Sunday, February 20, 2011

Resolving 3PAR/Vmware SCSI reservation conflicts

Resolving 3PAR/Vmware SCSI reservation conflicts:

Environment:
Vmware 4.1
3PAR 2.3.1 MU2 with VAAI API

Symptoms:
-All the esx host lost the datastores
-When you login to esxhost and do "df -h" it hangs
-You cannot shutdown the guest vm's properly, it will get stuck at say 95%
-Your VM's won't be accessible to power on


Login to 3PAR
3PAR_F200_PG1 cli% showrsv
VVname Host Owner Port Reservation Type
vv-datastore1 esx01 21000024 FF2FCA50 unknown SCSI-2
vv-datastore2 esx01 21000024 FF2FCA50 unknown SCSI-2
VV-datastore5-2MB esx01 21000024 FF2FCA50 unknown SCSI-2

The above output confirms that there are scsi reservation on the luns


VMWARE KB Article to resolve the issue
http://kb.vmware.com/selfservice/microsites/search.do?language=en_US&cmd=displayKC&externalId=1002293



Solution from 3PAR side:

3PAR_F200_PG1 cli% setvv -clrrsv vv-datastore1

WARNING: Active hosts may be disrupted.

Are you sure you want to run setvv -clrrsv vv-datastore1
select q=quit y=yes n=no: y

3PAR_F200_PG1 cli% showrsv
VVname Host Owner Port ReservationType
vv-datastore2 esx01 21000024FF2FCA50 unknown SCSI-2
VV-datastore5-2MB esx01 21000024FF2FCA50 unknown SCSI-2

(the above output shows it reset lock on vv-datastore1)

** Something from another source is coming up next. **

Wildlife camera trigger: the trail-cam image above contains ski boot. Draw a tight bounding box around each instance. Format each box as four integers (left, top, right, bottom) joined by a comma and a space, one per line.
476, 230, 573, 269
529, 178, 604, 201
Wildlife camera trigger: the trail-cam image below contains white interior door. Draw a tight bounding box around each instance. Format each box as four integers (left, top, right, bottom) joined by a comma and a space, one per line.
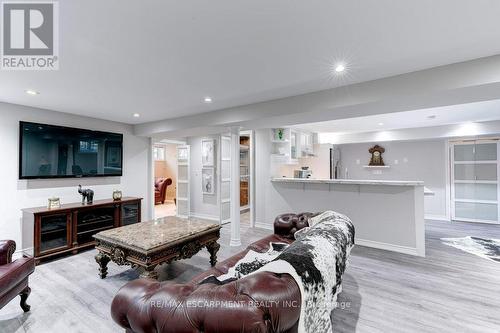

3PAR_F200_PG1 cli% setvv -clrrsv vv-datastore2

WARNING: Active hosts may be disrupted.

Are you sure you want to run setvv -clrrsv vv-datastore2
select q=quit y=yes n=no: y

3PAR_F200_PG1 cli% showrsv
VVname Host Owner Port ReservationType
VV-datastore5-2MB esx01 21000024FF2FCA50 unknown SCSI-2
3PAR_F200_PG1 cli% setvv -clrrsv VV-datastore5-2MB

(the above output shows it reset lock on vv-datastore2)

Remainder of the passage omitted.